Do you remember picking up an old “party-line” phone and intruding into someone else’s conversation, because the telephone line was already in use? (Granted, you must be of a certain age for such a memory. Perhaps, one that you would just as soon not reveal.)
Imagine, for a moment, that you could hear prayers, spoken or silent, as they were being offered to God, that you were, so to speak, suddenly connected to God’s “party-line of prayer.”
If that were possible, it would no doubt also be overwhelming, listening to so many ardent desires. In Nathan Hill’s astute, comedy of manners, The Nix (2016), Faye Anderson is in a Chicago jail cell, the night before the police riot at the 1968 Democratic Convention. She overhears a fragment of the prayers being offered to heaven that night. How she hears them isn’t at issue here. Nathan Hill, this new Dickens-of-an-author, pulls it off.
No doubt such prayers were indeed offered. And faith tells us that they were heard! The Gospel is clear on that account: we are commanded to pray; we are told that God listens to our prayers.
Of course, all of us know, from our own lives, that not every prayer we offer receives the response we desire. Indeed, most don’t. So why does God ask us to offer so many unrequited prayers? Put another way, shouldn’t prayer be more successful?
As so many of the saints have pointed out, whatever prayers do, or don’t do, in regard to God’s will, they do transform us. All real relationships of some depth do, whether human or divine.
Scripture seems to suggest, by way of Moses, praying so long and so hard that Aaron and Hur must hold his arms aloft, or the incessant widow, driving a dishonest judge to distraction, that good prayer is not necessarily pain-free prayer. Because prayer is a real relationship with God, it’s no more immune to pain than any other relationship, even the good ones.
In a letter to her spiritual confidant, Father Jerónimo Gracián, no less an authority than Saint Teresa of Avila says the same.
Saint Teresa goes on to insist that prayer isn’t about the contentment of our hungers; it’s about the conversion of our hearts.
Good prayer is prayer than changes us.

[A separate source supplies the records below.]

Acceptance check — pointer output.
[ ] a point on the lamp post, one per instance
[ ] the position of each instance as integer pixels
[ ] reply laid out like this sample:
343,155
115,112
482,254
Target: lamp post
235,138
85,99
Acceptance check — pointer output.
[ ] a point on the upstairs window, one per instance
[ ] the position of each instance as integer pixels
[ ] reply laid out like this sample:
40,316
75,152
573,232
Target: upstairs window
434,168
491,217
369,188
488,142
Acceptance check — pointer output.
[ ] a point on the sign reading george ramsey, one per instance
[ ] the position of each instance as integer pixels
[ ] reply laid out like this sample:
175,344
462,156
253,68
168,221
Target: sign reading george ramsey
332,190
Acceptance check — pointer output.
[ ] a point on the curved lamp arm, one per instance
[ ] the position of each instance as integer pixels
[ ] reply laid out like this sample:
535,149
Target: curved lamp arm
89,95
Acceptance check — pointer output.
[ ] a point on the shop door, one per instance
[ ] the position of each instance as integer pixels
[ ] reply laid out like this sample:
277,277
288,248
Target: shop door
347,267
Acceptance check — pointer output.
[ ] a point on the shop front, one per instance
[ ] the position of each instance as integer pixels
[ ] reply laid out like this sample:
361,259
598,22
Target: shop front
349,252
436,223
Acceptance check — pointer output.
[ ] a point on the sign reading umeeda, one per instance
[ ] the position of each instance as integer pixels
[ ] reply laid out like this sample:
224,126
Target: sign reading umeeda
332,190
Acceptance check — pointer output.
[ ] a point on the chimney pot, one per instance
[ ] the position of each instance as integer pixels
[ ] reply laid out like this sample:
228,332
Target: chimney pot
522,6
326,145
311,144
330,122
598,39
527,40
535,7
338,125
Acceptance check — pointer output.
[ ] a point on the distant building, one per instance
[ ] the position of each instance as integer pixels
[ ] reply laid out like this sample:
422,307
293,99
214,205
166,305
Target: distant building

It doesn’t necessarily feel good. Simply by turning to prayer, the sorrowing and the troubled have offered themselves to God. That’s what counts. The prayer may seem to meet with no response. The one praying might emotionally experience God’s absence more than God’s presence. It doesn’t matter. We open a space for God when we pray. God enters our lives, in the yearning.
Don’t stop praying because your prayers appear to be unheard. God hears. And, someday, in heaven’s light, the longing alone, which we so often experience, will prove itself to have been quite effective.